Max’s chief concern in the world to which he has returned is not to find his roots – he has a brother and sister in the south in Roszkow, as Singer himself no doubt still has kin in Radzymin – but to rediscover his virility. A thieves’ quarter in Warsaw in which all is familiar but in which he is not known, is indeed an exotic stranger, should be perfect for the purpose. In no time he is engaging himself to the rabbi’s young daughter Tsirele, concealing the existence of his own wife back in the Argentine and promising her father to perform all the rites and learn all the texts to fit him for an orthodox marriage. Tsirele, fascinated by the stranger, comes to see him at the Bristol Hotel but will not let him make love to her. More indulgent female acquaintances fail to restore his manhood, just because they are more indulgent, as Max gloomily diagnoses. But he keeps on trying. He hatches a scheme to ship young women out to the Argentine, on a purely voluntary basis, of course, and again finds the first candidate all too fatally willing. He contemplates suicide or flight or both, when a gratuitous accident solves his problems by putting him in the hands of the police. He has come home in all senses, and fulfilled a destiny which in more terrible form awaits the next generation.
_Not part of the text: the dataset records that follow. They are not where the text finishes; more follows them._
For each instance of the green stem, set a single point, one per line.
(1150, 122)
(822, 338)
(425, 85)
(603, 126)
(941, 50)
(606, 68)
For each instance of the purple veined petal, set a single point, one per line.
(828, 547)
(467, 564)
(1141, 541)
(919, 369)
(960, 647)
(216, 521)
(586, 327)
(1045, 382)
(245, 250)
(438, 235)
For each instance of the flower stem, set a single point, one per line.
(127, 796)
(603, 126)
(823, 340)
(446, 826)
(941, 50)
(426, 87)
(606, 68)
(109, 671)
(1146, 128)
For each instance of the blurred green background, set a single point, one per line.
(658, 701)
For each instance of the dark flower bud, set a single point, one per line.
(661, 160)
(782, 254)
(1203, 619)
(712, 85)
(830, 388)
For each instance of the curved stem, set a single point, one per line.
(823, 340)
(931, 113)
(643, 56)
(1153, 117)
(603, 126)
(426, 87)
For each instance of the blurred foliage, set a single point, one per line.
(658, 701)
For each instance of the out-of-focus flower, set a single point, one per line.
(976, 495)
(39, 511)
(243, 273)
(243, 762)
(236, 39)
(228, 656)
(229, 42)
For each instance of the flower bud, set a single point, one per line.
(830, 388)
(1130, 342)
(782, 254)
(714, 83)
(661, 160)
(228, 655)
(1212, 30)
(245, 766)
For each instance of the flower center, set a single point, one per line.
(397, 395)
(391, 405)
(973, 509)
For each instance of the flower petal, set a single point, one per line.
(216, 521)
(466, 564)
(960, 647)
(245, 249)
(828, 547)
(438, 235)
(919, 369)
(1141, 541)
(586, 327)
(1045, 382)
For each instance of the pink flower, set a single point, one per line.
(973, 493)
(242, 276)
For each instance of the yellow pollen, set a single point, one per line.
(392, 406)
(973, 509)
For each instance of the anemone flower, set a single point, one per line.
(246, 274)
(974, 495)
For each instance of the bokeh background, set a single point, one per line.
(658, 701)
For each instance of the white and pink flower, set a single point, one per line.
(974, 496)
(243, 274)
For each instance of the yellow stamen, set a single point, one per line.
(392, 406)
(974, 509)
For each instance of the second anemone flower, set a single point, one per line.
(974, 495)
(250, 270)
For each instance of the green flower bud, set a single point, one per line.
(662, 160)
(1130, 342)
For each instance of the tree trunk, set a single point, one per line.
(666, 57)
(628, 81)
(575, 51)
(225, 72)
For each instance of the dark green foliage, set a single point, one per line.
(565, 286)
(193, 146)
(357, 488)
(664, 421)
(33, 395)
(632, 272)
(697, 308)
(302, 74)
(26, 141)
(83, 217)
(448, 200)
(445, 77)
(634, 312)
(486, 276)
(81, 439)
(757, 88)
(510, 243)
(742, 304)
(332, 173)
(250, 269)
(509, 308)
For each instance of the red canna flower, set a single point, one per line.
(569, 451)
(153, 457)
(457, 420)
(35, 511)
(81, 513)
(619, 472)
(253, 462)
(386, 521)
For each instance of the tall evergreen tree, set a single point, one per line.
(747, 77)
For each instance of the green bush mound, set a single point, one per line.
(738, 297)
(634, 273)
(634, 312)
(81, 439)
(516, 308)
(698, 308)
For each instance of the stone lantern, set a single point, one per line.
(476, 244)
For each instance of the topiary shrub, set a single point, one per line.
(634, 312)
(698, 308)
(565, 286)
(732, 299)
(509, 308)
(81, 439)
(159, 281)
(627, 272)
This is Singer’s most autobiographical story, and his last. All the old animation is there, and the joy in belonging heart and soul to this great and vital race, but there is melancholy too: the sense of limitation, the recognition of his impotence – his powerlessness to be an original artist and a man outside his race. Like Keats, however incongruous the comparison may seem, Singer lives in a perpetual recall of sensuousness, in a kind of chamber of maiden thought, out of which his art cannot break, however much he himself may wish to do so. And yet how funny he is! In rabbinical terminology the penis is called the yesod, ‘the sign of the holy covenant’; and in his relations to the rest of the world the youthful Singer seemed to have all the time ‘a kind of negative erection, if one may use an expression like this ... sex, like art, cannot be made to order – at least not in my case.’ A positive erection has to find its old family womb. So he remained a divided man. As he wrote in Love and Exile about his early days in America, ‘I was still a Yiddish writer who hadn’t made it, estranged from everything and everybody. I could live neither with God nor without him.’ The words of Ecclesiastes were always in his mind: ‘Of laughter I said it is madness and of mirth what doth it?’